Les Banshees d'Inisherin, insulaire de rien
Cela commence par une de ces
situations dont le théâtre est friand : une brou(t)ille qui vient semer la
zizanie dans une amitié jusqu’ici indéfectible. Partant de là, tout peut
arriver, et chacun y laissera des plumes… On pense un peu à « Art »
de Yasmina Reza et plus encore à Pour un oui ou pour un non de Nathalie
Sarraute. Tout est lié, ou presque : Sarraute fut elle-même un temps
proche de Samuel Beckett l’Irlandais, dont l’influence transpire dans ces Banshees.

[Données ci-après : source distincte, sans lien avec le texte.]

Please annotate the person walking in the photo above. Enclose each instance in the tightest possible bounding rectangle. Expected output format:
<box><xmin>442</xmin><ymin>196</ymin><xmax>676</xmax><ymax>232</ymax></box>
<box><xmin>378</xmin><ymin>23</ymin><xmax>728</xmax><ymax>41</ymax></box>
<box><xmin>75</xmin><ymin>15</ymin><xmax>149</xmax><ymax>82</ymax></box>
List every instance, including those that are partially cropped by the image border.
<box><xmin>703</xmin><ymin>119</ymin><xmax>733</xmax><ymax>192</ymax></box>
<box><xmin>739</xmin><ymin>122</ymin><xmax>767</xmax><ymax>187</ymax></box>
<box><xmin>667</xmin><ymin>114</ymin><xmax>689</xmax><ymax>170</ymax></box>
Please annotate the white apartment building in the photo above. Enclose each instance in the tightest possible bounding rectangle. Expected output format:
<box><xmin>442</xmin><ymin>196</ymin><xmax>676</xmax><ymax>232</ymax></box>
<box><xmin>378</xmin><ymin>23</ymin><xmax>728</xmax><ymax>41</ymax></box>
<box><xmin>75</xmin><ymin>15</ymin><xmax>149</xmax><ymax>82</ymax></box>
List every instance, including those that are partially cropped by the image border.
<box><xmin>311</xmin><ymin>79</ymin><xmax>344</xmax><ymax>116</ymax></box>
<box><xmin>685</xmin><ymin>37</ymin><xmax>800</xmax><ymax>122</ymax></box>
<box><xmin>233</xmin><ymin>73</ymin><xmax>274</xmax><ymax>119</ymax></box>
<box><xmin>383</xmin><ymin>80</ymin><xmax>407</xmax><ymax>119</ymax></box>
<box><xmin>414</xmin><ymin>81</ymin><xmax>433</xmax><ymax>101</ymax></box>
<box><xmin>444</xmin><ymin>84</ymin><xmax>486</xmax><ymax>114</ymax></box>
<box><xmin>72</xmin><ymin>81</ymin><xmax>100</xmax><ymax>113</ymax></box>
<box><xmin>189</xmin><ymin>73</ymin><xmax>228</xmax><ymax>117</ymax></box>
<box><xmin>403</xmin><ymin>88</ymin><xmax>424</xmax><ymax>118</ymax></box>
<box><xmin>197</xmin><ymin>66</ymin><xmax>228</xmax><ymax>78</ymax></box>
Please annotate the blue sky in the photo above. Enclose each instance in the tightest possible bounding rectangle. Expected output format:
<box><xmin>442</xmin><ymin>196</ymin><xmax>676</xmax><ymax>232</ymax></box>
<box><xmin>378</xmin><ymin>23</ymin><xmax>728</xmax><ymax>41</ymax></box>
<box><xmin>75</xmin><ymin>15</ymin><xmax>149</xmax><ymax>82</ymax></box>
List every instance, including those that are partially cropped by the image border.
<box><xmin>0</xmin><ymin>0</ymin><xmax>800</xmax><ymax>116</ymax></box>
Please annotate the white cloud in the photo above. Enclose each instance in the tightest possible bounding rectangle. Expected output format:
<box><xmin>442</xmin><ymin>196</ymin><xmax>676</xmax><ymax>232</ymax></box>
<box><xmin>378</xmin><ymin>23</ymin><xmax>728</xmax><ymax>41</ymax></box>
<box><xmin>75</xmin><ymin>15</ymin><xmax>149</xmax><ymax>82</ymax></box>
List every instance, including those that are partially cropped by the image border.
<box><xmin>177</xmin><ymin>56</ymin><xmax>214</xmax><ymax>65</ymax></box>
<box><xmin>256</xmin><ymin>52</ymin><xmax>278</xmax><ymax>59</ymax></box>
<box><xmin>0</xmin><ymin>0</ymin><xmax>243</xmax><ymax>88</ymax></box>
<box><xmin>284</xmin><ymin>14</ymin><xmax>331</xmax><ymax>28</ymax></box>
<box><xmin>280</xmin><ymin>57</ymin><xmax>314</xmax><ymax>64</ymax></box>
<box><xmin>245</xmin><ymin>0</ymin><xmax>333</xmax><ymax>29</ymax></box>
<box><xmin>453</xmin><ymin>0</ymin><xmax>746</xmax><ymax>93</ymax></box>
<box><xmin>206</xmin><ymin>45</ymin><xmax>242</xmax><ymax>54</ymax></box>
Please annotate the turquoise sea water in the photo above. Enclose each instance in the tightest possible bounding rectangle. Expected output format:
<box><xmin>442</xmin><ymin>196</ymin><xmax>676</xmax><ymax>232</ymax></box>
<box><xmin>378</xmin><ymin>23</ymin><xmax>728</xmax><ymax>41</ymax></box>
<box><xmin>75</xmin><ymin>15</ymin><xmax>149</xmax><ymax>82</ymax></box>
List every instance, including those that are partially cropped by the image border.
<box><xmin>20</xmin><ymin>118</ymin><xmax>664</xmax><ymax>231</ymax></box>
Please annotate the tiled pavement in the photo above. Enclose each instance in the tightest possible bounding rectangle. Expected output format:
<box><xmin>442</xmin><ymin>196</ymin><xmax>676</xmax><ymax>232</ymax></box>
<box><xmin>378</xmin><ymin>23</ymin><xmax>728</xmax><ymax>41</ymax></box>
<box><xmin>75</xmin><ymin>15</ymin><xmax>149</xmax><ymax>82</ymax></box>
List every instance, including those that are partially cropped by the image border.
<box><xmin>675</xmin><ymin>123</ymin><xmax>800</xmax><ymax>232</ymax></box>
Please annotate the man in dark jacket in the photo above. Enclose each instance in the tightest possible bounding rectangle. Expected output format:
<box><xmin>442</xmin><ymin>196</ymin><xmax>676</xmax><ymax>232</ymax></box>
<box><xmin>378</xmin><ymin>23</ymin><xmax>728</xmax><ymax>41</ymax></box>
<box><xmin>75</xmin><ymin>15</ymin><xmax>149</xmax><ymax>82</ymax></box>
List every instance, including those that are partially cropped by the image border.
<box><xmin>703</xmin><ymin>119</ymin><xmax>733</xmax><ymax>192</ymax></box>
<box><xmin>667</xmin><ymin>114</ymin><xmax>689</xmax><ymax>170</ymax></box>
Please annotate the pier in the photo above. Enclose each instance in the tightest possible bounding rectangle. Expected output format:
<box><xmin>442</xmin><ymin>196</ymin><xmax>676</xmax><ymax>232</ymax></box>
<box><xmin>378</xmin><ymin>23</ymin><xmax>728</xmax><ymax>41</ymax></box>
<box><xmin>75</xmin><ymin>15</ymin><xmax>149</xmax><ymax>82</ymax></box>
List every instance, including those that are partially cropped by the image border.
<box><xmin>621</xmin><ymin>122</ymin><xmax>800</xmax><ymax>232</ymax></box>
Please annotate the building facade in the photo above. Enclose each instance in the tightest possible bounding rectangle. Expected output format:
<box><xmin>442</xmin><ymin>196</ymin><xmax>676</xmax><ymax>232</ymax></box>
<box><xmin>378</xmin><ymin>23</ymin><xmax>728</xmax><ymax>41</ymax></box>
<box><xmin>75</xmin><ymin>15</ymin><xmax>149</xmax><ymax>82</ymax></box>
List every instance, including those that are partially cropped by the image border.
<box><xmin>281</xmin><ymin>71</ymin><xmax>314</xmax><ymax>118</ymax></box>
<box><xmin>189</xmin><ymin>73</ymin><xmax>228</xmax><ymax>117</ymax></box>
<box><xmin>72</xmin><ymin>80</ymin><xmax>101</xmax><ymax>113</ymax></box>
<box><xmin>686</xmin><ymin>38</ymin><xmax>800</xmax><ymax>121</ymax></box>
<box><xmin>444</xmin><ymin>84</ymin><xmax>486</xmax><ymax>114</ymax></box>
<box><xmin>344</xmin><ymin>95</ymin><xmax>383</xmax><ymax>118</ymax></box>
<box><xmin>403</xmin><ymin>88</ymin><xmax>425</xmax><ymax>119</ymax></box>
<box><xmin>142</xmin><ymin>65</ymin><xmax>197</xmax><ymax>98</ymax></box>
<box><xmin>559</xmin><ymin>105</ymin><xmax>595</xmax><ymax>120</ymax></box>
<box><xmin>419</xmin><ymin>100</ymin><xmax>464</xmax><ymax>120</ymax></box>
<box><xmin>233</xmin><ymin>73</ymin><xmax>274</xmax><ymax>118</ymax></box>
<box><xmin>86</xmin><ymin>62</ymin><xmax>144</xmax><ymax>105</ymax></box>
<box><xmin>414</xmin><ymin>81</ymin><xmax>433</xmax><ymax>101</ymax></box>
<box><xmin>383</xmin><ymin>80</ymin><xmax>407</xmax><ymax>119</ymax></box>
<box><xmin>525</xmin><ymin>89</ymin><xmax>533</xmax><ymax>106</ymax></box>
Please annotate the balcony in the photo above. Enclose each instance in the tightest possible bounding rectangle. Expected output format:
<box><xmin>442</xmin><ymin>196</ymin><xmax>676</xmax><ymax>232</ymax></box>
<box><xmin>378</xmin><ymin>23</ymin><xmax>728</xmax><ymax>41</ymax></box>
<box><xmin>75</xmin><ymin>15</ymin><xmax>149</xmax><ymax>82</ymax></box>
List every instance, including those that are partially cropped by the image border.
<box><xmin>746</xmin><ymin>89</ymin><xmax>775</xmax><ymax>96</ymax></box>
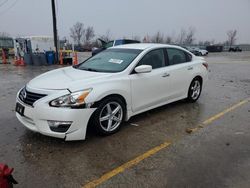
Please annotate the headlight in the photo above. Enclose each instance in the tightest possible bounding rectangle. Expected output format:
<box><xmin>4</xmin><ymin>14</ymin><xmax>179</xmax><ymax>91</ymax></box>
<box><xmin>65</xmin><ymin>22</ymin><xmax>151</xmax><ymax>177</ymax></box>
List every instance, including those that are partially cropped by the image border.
<box><xmin>49</xmin><ymin>89</ymin><xmax>92</xmax><ymax>108</ymax></box>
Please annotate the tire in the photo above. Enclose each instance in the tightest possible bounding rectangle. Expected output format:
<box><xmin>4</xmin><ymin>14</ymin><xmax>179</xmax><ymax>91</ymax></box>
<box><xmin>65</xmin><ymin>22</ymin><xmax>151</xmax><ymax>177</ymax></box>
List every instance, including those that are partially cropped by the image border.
<box><xmin>187</xmin><ymin>78</ymin><xmax>202</xmax><ymax>102</ymax></box>
<box><xmin>92</xmin><ymin>97</ymin><xmax>126</xmax><ymax>135</ymax></box>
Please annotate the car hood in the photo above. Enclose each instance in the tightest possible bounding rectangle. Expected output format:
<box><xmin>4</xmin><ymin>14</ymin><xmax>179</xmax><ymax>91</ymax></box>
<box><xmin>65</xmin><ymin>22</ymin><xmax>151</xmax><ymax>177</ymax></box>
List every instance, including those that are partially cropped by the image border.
<box><xmin>28</xmin><ymin>67</ymin><xmax>110</xmax><ymax>90</ymax></box>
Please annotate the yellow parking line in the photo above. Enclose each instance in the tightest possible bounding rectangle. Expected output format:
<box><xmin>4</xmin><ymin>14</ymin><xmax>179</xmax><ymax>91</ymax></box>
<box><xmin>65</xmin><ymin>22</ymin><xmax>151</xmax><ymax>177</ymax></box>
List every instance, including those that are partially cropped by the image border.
<box><xmin>202</xmin><ymin>99</ymin><xmax>249</xmax><ymax>125</ymax></box>
<box><xmin>83</xmin><ymin>98</ymin><xmax>250</xmax><ymax>188</ymax></box>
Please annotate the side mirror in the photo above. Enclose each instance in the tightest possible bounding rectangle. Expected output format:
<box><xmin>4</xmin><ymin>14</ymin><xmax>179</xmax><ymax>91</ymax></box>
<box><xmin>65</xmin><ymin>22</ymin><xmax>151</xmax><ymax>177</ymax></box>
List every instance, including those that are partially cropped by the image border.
<box><xmin>135</xmin><ymin>65</ymin><xmax>152</xmax><ymax>73</ymax></box>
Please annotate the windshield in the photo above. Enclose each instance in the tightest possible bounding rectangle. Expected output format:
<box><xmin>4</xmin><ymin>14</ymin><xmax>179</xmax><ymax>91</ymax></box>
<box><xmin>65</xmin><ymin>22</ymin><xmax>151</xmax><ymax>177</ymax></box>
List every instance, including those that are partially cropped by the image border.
<box><xmin>75</xmin><ymin>49</ymin><xmax>142</xmax><ymax>72</ymax></box>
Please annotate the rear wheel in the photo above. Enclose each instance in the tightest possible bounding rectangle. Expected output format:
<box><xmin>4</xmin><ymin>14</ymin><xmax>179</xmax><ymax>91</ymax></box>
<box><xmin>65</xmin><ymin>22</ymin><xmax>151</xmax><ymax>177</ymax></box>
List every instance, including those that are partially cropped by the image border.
<box><xmin>93</xmin><ymin>97</ymin><xmax>125</xmax><ymax>135</ymax></box>
<box><xmin>187</xmin><ymin>78</ymin><xmax>202</xmax><ymax>102</ymax></box>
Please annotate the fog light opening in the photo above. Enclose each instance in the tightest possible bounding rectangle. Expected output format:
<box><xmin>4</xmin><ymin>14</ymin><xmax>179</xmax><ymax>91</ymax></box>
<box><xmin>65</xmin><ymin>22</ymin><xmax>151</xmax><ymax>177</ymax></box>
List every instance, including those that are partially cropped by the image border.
<box><xmin>48</xmin><ymin>120</ymin><xmax>72</xmax><ymax>133</ymax></box>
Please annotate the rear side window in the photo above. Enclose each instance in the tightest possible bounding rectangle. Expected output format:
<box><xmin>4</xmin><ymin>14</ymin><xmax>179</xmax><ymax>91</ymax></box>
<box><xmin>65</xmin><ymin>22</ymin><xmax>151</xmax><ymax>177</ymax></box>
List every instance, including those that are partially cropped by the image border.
<box><xmin>167</xmin><ymin>48</ymin><xmax>192</xmax><ymax>65</ymax></box>
<box><xmin>137</xmin><ymin>49</ymin><xmax>165</xmax><ymax>69</ymax></box>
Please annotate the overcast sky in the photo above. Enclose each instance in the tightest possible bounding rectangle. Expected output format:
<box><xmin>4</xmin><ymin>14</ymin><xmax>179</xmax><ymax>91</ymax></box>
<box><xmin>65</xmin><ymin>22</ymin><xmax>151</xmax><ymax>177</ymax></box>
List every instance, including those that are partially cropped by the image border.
<box><xmin>0</xmin><ymin>0</ymin><xmax>250</xmax><ymax>43</ymax></box>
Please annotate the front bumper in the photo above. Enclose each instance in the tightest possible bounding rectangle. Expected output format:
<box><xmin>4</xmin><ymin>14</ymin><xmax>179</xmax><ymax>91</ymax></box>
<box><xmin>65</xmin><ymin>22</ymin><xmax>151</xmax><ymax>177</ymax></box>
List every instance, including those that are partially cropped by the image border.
<box><xmin>16</xmin><ymin>91</ymin><xmax>95</xmax><ymax>140</ymax></box>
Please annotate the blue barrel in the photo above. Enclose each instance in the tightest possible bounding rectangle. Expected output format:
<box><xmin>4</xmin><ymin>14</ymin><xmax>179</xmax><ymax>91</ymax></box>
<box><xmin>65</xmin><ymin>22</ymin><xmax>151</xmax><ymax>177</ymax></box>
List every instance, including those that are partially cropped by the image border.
<box><xmin>46</xmin><ymin>51</ymin><xmax>55</xmax><ymax>65</ymax></box>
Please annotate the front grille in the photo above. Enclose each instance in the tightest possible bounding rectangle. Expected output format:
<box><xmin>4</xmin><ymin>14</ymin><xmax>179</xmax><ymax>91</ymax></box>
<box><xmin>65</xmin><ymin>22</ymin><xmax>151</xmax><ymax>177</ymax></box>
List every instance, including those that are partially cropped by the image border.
<box><xmin>19</xmin><ymin>88</ymin><xmax>46</xmax><ymax>106</ymax></box>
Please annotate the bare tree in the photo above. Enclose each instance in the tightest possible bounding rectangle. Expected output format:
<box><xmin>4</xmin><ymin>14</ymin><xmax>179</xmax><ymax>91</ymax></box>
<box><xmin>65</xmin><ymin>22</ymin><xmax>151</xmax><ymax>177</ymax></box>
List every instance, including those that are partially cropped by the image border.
<box><xmin>0</xmin><ymin>32</ymin><xmax>10</xmax><ymax>38</ymax></box>
<box><xmin>100</xmin><ymin>30</ymin><xmax>113</xmax><ymax>42</ymax></box>
<box><xmin>227</xmin><ymin>29</ymin><xmax>237</xmax><ymax>47</ymax></box>
<box><xmin>70</xmin><ymin>22</ymin><xmax>85</xmax><ymax>45</ymax></box>
<box><xmin>132</xmin><ymin>35</ymin><xmax>141</xmax><ymax>41</ymax></box>
<box><xmin>84</xmin><ymin>26</ymin><xmax>95</xmax><ymax>45</ymax></box>
<box><xmin>184</xmin><ymin>27</ymin><xmax>195</xmax><ymax>45</ymax></box>
<box><xmin>176</xmin><ymin>29</ymin><xmax>187</xmax><ymax>45</ymax></box>
<box><xmin>142</xmin><ymin>35</ymin><xmax>150</xmax><ymax>43</ymax></box>
<box><xmin>151</xmin><ymin>31</ymin><xmax>164</xmax><ymax>43</ymax></box>
<box><xmin>165</xmin><ymin>36</ymin><xmax>174</xmax><ymax>44</ymax></box>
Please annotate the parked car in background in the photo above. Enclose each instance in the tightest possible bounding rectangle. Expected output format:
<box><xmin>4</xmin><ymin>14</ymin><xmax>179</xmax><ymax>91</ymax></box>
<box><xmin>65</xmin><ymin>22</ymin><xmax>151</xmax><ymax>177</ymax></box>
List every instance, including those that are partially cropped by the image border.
<box><xmin>16</xmin><ymin>43</ymin><xmax>208</xmax><ymax>140</ymax></box>
<box><xmin>92</xmin><ymin>39</ymin><xmax>140</xmax><ymax>56</ymax></box>
<box><xmin>187</xmin><ymin>47</ymin><xmax>208</xmax><ymax>56</ymax></box>
<box><xmin>228</xmin><ymin>46</ymin><xmax>242</xmax><ymax>52</ymax></box>
<box><xmin>206</xmin><ymin>45</ymin><xmax>224</xmax><ymax>52</ymax></box>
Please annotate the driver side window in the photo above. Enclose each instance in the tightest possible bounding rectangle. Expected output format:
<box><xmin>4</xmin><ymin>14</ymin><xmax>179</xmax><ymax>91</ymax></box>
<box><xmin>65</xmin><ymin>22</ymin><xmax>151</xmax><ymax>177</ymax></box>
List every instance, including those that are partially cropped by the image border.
<box><xmin>137</xmin><ymin>49</ymin><xmax>165</xmax><ymax>69</ymax></box>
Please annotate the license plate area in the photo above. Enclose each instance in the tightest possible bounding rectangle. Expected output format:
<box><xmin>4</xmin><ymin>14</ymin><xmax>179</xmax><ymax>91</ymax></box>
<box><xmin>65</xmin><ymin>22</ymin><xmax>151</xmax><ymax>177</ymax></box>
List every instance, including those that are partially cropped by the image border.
<box><xmin>16</xmin><ymin>102</ymin><xmax>25</xmax><ymax>116</ymax></box>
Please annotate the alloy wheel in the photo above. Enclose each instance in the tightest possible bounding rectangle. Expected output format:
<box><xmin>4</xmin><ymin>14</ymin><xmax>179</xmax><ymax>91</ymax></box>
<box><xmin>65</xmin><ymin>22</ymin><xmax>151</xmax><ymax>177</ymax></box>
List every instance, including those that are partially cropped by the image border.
<box><xmin>99</xmin><ymin>102</ymin><xmax>123</xmax><ymax>132</ymax></box>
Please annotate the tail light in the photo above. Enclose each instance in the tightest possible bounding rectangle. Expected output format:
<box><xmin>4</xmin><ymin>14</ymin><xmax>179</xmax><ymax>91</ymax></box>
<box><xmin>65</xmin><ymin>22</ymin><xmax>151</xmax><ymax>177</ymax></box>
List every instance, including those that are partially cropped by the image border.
<box><xmin>202</xmin><ymin>63</ymin><xmax>208</xmax><ymax>70</ymax></box>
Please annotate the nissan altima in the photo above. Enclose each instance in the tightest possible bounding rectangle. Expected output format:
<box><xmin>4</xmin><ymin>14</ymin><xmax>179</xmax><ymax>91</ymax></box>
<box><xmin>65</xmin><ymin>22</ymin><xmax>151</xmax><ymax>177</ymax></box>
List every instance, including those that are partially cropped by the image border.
<box><xmin>16</xmin><ymin>43</ymin><xmax>208</xmax><ymax>140</ymax></box>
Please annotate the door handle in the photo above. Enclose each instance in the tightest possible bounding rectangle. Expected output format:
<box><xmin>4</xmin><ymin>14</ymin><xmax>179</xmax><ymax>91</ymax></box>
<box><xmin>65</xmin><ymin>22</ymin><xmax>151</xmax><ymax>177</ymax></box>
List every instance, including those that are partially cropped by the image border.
<box><xmin>162</xmin><ymin>72</ymin><xmax>170</xmax><ymax>77</ymax></box>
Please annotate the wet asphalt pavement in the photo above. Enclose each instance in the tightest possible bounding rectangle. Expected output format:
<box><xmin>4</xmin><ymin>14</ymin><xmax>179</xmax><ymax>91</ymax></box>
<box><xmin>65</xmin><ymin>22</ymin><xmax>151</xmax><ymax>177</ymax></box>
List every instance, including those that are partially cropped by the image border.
<box><xmin>0</xmin><ymin>52</ymin><xmax>250</xmax><ymax>188</ymax></box>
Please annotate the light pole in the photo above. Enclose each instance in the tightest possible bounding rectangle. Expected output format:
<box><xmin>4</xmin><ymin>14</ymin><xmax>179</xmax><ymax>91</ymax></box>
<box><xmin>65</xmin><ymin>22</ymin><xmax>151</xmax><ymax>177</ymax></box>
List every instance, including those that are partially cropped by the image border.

Beckett avait Mercier et Camier, deux compères bien malgré eux incapables de
quitter une ville labyrinthique et vaporeuse évoquant fortement Dublin ;
Martin McDonagh – qui a précisément été dramaturge dans une vie antérieure – a
lui Pádraic (Colin Farrell dans l’un de ses plus beaux rôles) et Colm (le
toujours fiable Brendan Gleeson), pauvres hères coincés sur une île,
titillés par des envies de mieux, où à tout le moins d’autre chose.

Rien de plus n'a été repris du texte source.